而被这夫郎扯住的人听他说完话之后,再看他时就带上了了然和躲麻烦似的神色。
甚至不远处,果真有几个人在一起嘀嘀咕咕地指点着他,不知道在说些什么。
甚至有人没压住声,“劳什子东西也敢拿出来卖?”
这真情实感地让裴珠还以为自己真卖了次品。
可是,开摊至今的几个时辰里面,他甚至还没有开张。
都到这一步了,裴珠要是还是看不出有人在使坏他就算是白遭了这月余的苦。
“秋实,麻烦你帮我看一下摊子,我有些事。”
秋实不明所以,不过看着裴珠的面色不好,应声点头,有些担心地看着他的背影。
裴珠的脚步很快,但是脸上并没有怒气,他的心里隐约知道了是怎么回事。
裴珠径直冲着人群后的那人堆走去,他的脊背笔直,步伐没有半点慌乱,看着明显乱了神色的几人。
他开口说:“几位先不忙着走?”
为首的人看向他,语气不善但难掩慌乱地说:“你干什么。
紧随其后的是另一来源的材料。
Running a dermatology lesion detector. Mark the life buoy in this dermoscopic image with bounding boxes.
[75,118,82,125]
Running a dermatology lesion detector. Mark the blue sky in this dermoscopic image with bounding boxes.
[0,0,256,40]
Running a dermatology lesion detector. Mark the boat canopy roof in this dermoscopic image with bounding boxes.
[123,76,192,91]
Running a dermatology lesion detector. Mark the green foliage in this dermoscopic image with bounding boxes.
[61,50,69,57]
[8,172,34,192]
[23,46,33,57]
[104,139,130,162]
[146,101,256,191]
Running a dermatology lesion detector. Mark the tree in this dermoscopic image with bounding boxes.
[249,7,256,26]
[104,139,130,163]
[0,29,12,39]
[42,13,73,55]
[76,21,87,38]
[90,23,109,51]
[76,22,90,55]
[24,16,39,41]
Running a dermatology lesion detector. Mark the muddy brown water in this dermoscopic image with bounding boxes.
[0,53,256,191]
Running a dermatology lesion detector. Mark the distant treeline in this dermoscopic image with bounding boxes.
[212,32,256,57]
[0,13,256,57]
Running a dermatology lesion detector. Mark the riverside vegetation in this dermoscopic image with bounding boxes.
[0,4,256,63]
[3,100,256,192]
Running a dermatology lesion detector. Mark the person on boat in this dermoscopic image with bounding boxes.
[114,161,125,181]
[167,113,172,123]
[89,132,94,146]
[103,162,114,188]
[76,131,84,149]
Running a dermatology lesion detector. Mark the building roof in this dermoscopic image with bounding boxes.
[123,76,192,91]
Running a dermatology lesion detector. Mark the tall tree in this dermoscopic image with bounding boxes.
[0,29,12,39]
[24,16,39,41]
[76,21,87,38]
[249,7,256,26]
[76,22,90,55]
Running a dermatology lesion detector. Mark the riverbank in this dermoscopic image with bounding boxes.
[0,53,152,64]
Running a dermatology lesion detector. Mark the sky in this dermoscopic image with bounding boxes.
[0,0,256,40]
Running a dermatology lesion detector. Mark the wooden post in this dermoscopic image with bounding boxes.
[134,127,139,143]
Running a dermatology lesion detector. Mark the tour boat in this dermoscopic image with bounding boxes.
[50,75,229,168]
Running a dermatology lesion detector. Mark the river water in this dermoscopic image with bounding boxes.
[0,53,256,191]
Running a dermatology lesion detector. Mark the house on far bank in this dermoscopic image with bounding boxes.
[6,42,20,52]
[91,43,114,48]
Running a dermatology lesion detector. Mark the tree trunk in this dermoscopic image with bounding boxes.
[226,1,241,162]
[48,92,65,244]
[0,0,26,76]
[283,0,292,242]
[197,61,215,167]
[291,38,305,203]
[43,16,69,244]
”
裴珠指尖轻轻掸了一下袖,不怒反笑:“我倒是想问问,你刚刚说了什么?”
那人心虚地往后缩了半步,声音拔高又弱了下去,“我又没有说你!”
“而且,就算说了你,”他像是突然想起了什么一样,当街就开始泼起了脏水,“你的那东西要是好,能半天没卖掉吗?”
“占着这么好的摊位,东西不好也是白搭!”
裴珠反问他:“我的东西好不好,是你一张嘴说的?”
“我乃是司市得首肯在这市肆合法买卖,你当众说我的东西不好,是买过?要是没买过,便是诽谤扰乱市肆之罪!”
“按本朝律,杖一百!再胡言乱语,小心挨板子!”
裴珠干脆搬出律令吓唬这人,其实这罪名有是有,可是如何定罪是个难事,故而只是空设,就连在皇城脚下,这事都没有落实过。
裴珠知道,但是他仍敢“狐假虎威”。
这偏僻地方的市井闲人,哪里懂什么律法,跟司市这样的小官说话都是战战兢兢,更别说裴珠言之凿凿地说什么挨板子,肯定吓破了胆。
果然人群吓得立马散开了,立马离那个嚷嚷的夫郎八丈远,在这里哪里有没有说过别人闲话的人,是真是假却没人在乎。